Parmi les provocations d’Hannah Arendt, il y a ce qui m'apparaît comme un rejet de la
science. Mais, peut-on s’opposer à un mouvement aussi puissant ? Ne répond-il
pas à une sorte de besoin irrépressible de l’homme ? me suis-je demandé. (L’affaire n’est pas
aussi claire : elle traite Heidegger, qui voulait revenir à une sorte de
Moyen-âge, de « dernier des
romantiques ».)
Son argument : l'homme est conditionné par son environnement. Ce qui fait l'homme est une communauté. La vérité est définie par ce que ce
groupe est d’accord pour dire qu’elle est vraie. A partir du moment où l’homme,
à cause de la la lunette de Galilée, a découvert ce qu'il ne pouvait pas voir, et a commencé à douter de ses sens, c’était fini. La
vérité n’était plus celle du groupe. Elle lui était extérieure. L’homme n’était
plus homme.
Mais voilà que je me suis mis à discuter avec un ethnologue.
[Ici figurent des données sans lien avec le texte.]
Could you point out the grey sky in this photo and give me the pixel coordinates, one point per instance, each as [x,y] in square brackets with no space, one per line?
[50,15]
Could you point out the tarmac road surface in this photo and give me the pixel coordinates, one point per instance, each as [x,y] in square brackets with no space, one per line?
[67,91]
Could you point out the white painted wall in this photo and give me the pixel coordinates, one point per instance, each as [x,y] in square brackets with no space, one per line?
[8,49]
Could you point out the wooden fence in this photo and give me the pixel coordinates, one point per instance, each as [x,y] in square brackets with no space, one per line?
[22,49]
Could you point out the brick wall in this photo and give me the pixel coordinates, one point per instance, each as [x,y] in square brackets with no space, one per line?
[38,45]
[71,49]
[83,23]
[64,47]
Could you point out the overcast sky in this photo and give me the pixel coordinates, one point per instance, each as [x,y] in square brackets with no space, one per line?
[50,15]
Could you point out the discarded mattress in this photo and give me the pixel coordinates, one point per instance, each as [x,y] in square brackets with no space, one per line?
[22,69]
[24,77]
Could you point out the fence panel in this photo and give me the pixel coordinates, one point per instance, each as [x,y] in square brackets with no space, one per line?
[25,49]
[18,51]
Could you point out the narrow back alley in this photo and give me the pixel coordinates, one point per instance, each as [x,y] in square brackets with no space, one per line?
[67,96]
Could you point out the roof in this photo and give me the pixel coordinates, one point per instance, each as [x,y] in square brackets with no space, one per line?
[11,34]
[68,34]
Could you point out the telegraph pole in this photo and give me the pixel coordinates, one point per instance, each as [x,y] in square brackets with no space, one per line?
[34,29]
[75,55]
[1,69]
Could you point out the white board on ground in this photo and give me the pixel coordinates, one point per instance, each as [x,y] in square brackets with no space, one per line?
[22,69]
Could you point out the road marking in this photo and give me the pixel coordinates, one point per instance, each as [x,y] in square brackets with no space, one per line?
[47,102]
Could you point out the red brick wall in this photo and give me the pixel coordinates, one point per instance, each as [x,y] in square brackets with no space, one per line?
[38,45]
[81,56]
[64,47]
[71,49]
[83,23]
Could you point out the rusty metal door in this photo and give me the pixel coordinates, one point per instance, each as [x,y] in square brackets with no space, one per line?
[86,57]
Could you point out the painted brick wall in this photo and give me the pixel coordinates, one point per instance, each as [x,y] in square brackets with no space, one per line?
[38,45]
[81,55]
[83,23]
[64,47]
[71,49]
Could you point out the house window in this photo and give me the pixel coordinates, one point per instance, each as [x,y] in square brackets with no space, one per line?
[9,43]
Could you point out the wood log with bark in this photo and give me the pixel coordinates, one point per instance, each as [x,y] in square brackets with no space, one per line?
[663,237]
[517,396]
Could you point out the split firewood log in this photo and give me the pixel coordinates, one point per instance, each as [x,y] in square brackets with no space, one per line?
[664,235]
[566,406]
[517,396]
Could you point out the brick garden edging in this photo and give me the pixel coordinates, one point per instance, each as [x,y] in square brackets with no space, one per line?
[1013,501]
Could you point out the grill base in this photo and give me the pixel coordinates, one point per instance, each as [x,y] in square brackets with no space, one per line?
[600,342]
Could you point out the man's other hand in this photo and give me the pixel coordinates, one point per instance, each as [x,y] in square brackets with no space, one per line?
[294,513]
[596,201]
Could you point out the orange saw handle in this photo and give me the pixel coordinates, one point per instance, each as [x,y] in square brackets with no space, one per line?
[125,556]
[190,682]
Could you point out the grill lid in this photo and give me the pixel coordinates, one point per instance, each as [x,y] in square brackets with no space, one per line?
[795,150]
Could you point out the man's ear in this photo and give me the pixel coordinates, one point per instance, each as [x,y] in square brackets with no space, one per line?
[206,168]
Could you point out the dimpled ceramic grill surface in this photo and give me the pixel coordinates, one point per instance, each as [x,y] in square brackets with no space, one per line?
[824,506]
Il a vécu chez les Pygmées. Et je comprends que les Pygmées partagent le point
de vue d’Hannah Arendt. En effet, on a des preuves qu’ils ont renoncé à une
forme de progrès (la métallurgie). Mieux, ils ont mis en pratique une idée qui
semble capitale chez Hannah Arendt : le monde comme un ensemble de
communautés. La forêt serait un écosystème de communautés, humaines ou
animales. Chaque communauté connaît les lois du comportement des autres et agit
en fonction. Pour le reste, rien de ce qui nous tourmente (par exemple la peur
de la mort) ne trouble le Pygmée. Son bien suprême est la joie de vivre. Ou était.
Car il a été liquidé par le progrès, qui a abattu sa forêt.